“If you’re thinking about coming back to school,” Caroline Sulatycki says to prospective adult students, “don’t be afraid of taking the risk. Having the additional knowledge is always a good thing, even if you don’t do exactly what you first thought you would. No education is a waste of time.”
Caroline is a young adult student from Canada who found UNCG through a connection made at a Swedish university. She entered the Consumer, Apparel, and Retail Studies Program (CARS) in Fall, 2007, as a second degree student in Apparel Design.
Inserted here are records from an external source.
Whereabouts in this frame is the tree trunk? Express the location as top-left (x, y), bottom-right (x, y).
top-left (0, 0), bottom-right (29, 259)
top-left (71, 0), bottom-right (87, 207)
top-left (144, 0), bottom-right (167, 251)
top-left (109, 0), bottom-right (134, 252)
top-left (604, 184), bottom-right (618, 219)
Caroline has a degree in International Development from the University of Guelph in Canada. When she finished her program there, she realized that although it was interesting and she learned a lot, she did not have a passion to work in that field. What she did feel passionate about was fashion, an interest dating back to the 8th grade when she began to sew. “In high school I made my own clothes,” she recalls. “They were very colorful and I’m sure some days my mom thought I looked like a clown.”
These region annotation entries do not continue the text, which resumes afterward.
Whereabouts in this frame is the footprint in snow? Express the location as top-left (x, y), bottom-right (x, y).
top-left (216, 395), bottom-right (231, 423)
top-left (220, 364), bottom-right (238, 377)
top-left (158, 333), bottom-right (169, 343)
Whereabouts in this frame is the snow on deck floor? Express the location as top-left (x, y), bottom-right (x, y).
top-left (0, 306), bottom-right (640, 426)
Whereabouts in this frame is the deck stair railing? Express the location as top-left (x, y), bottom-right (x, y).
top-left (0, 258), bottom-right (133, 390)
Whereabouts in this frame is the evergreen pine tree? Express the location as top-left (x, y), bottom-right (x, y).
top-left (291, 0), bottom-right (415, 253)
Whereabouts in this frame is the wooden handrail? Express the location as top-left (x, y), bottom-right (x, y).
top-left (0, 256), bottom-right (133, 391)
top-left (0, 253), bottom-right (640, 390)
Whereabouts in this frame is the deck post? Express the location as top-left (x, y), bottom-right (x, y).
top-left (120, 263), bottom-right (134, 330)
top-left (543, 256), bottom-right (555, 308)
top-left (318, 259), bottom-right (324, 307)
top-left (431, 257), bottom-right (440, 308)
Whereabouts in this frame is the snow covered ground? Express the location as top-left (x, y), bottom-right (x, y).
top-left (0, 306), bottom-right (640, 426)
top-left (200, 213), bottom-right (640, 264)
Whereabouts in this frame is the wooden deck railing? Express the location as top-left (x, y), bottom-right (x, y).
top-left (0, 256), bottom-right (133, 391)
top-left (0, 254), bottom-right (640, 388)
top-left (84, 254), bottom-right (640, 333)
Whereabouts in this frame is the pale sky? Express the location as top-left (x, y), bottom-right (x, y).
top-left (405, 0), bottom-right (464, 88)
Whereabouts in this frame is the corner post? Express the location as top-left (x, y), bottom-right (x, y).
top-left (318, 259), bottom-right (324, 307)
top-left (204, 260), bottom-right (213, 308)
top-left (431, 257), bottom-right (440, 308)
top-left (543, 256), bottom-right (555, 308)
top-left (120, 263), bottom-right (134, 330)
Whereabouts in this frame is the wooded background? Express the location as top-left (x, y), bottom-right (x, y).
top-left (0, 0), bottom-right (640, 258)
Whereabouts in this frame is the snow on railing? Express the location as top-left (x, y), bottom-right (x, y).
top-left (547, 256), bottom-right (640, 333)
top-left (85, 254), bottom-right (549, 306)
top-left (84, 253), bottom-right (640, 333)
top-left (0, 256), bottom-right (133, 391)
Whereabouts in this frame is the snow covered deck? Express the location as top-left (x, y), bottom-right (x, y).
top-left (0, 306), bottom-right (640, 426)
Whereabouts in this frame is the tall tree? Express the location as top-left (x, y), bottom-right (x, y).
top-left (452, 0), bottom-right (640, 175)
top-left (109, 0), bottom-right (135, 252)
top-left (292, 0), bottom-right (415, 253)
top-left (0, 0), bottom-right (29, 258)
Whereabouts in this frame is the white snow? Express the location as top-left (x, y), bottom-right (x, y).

She was considering enrollment in a Canadian program in Fashion, but she was also thinking about moving closer to her boyfriend Joe, a graduate student in the NCSU School of Design, whom she’d met at Lund University when they were both studying abroad in Sweden. She did decide to move to North Carolina and found CARS at UNCG. She liked the curriculum, liked the fact that it included a semester’s internship, and decided to enroll. She commutes 4 days a week from Durham.
CARS offers three concentrations: Apparel Design, Retail Studies, and Global Apparel and Related Industry Studies. The curriculum provides an introduction to clothing and the fashion industry and incorporates classes from the Business School. Caroline’s Apparel Design concentration includes drawing, computer design, sewing proficiency, and a sequence of studio classes in clothing design. She especially enjoyed a Historical Costume class, which traced fashion elements through the history of clothing.
She is looking forward to her internship, perhaps in New York City, where she will be able to make the connections so important to getting a job in the highly competitive fashion industry. “Who you know in the field and industry really makes a difference,” she notes. Caroline will finish the bulk of her major in two years, but she will need extra semesters to complete the program because the major courses are strictly sequenced.
Caroline has not found a great deal of difference in Canadian and American universities, but she does find that as a second-degree student on the Chancellor’s List, she is more involved in her discipline, and she is taking fuller advantage of the extra curricular activities in her major. She is the Public Relations Director of Threads, the CARS student association, which stages an annual fashion show and hosts guest speakers in the industry. As an adult student she finds herself in a good position to encourage others to be involved as well.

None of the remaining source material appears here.